In oktober nam het aantal nieuwe WW-uitkeringen vanuit de agrarisch-groene sector toe. De komende maanden verliezen meer seizoenskrachten en medewerkers van kwekerijen en hoveniersbedrijven tijdelijk hun baan. Als het werk weer aantrekt keren de meesten terug in hun oude beroep. Er zijn ook arbeidskrachten die de overstap maken naar een technisch of dienstverlenend beroep.
Meer WW-uitkeringen agrarisch-groen in winterseizoen
In de agrarische en groene sector wisselt de hoeveelheid werk per seizoen. In de zomermaanden is er meer werk en daalt de WW-instroom. Van oktober tot en met januari is er minder werk en stijgt het aantal nieuwe WW-uitkeringen. In de agrarische en groene sector geldt dit vooral voor productiemedewerkers, seizoenskrachten, medewerkers bloemen- en plantenkwekerij, medewerkers groentekwekerij en medewerkers hoveniersbedrijf en groenonderhoud.
Seizoensarbeiders keren vaak terug in agrarisch en groen na WW
Van de mensen in deze beroepen vond in 2023 zo’n 70% direct na hun WW-uitkering weer een baan.
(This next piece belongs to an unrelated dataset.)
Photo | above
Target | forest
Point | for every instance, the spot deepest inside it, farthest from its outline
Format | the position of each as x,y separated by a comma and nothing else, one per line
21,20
Dit blijkt uit een onlangs verschenen webartikel van UWV. Ongeveer 7 op de 10 seizoensarbeiders ging weer aan de slag in de agrarisch en groene sector, vaak met een tijdelijk contract. Een minderheid stapte over naar andere beroepen.
Werknemers die niet meer naar de agrarisch en groene sector terugkeerden, kozen vaak voor een technisch beroep, zoals inpakker of operator in de proces- en levensmiddelenindustrie. Anderen vonden werk als magazijnmedewerker, chauffeur of orderpicker of gingen aan de slag in een dienstverlenend beroep, zoals in de schoonmaak of horeca. Seizoensarbeiders die zich omscholen tot operator in de proces- en levensmiddelenindustrie hebben vaak goede baankansen, hoewel hiervoor specifieke opleidingen nodig zijn.
Combinatiebanen als oplossing
Sommige werknemers in de agrarische en groene sector vinden tijdens de winterperiode een combinatiebaan, zodat ze geen beroep hoeven te doen op de WW. In een combinatiebaan werken ze voor twee werkgevers of worden ze door hun werkgever gedetacheerd naar een ander bedrijf. Dit helpt werkgevers om waardevolle medewerkers te behouden. Bij detachering is het belangrijk om duidelijke afspraken te maken, aangezien cao’s per bedrijf kunnen verschillen.